In this settlement, MEEI has agreed to pay $1.5 million to settle potential violations of the HIPAA Security Rule. MEEI also agreed to develop a corrective action plan that includes reviewing and revising its existing Security Rule policies and procedures and retaining an independent monitor for a three-year period to conduct semi-annual assessments of MEEI’s compliance with the corrective action plan and report back to HHS.
HHS began its investigation of MEEI after MEEI submitted a breach report, as required by the HIPAA Breach Notification Rule. The report indicated that an unencrypted personal laptop containing the electronic protected health information (ePHI) of MEEI patients and research subjects had been stolen. The HHS investigation concluded that MEEI had failed to comply with certain requirements of the HIPAA Security Rule – particularly with respect to the confidentiality of ePHI maintained on portable devices – and that those failures had continued over an extended period of time.
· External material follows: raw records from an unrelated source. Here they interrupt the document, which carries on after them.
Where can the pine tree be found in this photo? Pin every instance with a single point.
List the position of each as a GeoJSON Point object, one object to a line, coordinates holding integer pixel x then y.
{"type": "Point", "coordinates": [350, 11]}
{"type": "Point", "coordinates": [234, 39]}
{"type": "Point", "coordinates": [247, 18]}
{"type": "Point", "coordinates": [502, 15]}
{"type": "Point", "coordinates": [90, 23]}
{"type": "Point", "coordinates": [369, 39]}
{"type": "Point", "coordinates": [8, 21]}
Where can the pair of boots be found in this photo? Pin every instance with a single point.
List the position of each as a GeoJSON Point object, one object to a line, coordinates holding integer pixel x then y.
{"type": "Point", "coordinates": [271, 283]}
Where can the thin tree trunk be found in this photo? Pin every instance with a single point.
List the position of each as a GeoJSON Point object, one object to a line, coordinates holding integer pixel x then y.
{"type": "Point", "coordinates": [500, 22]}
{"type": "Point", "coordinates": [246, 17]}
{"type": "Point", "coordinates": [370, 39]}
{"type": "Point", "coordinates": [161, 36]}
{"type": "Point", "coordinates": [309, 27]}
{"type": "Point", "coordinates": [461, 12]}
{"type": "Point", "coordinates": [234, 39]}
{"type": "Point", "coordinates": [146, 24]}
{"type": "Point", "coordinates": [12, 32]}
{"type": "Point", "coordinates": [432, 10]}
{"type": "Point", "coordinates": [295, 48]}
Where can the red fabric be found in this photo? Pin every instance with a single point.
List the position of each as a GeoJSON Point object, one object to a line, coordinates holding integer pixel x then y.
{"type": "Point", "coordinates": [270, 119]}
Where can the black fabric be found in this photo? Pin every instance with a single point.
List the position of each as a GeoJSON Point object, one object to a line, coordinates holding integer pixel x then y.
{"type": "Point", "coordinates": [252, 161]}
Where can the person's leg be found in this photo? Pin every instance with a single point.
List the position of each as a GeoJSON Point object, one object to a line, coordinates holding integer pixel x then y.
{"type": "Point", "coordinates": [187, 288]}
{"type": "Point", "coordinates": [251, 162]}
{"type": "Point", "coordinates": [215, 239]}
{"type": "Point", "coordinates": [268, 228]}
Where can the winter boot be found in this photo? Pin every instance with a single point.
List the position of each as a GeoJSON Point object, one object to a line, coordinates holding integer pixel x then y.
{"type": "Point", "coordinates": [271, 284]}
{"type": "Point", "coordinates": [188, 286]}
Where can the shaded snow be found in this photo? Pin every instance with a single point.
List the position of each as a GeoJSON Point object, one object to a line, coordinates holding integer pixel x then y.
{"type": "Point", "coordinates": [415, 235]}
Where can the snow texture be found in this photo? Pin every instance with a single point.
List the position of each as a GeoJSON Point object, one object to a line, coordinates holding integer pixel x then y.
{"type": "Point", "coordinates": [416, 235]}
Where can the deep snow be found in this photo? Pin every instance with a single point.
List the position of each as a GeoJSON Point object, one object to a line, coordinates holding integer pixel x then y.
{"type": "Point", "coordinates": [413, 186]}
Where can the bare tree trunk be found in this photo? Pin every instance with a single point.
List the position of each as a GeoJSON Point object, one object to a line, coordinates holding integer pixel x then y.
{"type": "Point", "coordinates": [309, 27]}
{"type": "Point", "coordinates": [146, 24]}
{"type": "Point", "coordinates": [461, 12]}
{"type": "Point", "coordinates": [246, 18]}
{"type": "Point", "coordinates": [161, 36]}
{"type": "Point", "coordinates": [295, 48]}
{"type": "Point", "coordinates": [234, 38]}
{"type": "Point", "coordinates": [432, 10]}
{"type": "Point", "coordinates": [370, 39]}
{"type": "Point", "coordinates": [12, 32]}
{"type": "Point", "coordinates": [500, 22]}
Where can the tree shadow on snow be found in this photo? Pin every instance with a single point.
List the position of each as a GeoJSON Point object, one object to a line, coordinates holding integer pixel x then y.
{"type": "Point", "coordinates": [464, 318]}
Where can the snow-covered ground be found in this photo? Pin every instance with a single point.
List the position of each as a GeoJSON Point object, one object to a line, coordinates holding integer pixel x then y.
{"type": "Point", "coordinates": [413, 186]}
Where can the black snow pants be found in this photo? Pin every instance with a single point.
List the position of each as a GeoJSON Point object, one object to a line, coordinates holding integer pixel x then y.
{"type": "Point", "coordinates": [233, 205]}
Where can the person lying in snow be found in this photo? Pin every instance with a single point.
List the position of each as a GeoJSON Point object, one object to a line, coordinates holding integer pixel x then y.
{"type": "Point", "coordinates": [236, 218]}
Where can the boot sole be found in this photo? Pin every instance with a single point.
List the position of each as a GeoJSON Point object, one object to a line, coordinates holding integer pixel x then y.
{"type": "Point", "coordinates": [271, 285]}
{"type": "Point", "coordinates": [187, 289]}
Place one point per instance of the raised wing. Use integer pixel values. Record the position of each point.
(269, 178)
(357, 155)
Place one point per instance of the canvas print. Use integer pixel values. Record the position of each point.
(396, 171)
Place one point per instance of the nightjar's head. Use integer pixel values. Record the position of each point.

The MEEI settlement is just the latest in a string of recent penalties and settlements stemming from alleged HIPAA privacy and security violations. From 2003 through 2010, HHS reported that it had received nearly 58,000 privacy complaints and, of those, had resolved more than 52,000. In fact, during this initial eight-year period after the HIPAA Privacy Rule went into effect, HHS did not impose a single civil monetary penalty for HIPAA violations.
In February of 2011, however, HHS imposed a $4.3 million penalty against Cignet Health of Prince George’s County, Maryland. HHS found that Cignet had failed to respond to patients’ requests for access to their medical records and that Cignet refused to cooperate in HHS’s investigation. Later that same month, Massachusetts General Hospital entered into a $1 million settlement with HHS arising out of an incident in which an employee left paper records containing the PHI of 192 patients, including patients with HIV/AIDS, on the subway.
The recent increase in enforcement efforts may be partially attributable to the fact that the available civil penalties increased dramatically as a result of the Health Information Technology for Economic and Clinical Health (HITECH) Act, enacted as part of the American Recovery and Reinvestment Act of 2009. The HITECH Act provides HHS with substantial leverage in settlement negotiations.
These steep penalties and settlements should serve as a reminder of how important it is to comply with the HIPAA Privacy and Security Rules. Health plan sponsors should review their existing policies and procedures and remain vigilant in their training of employees.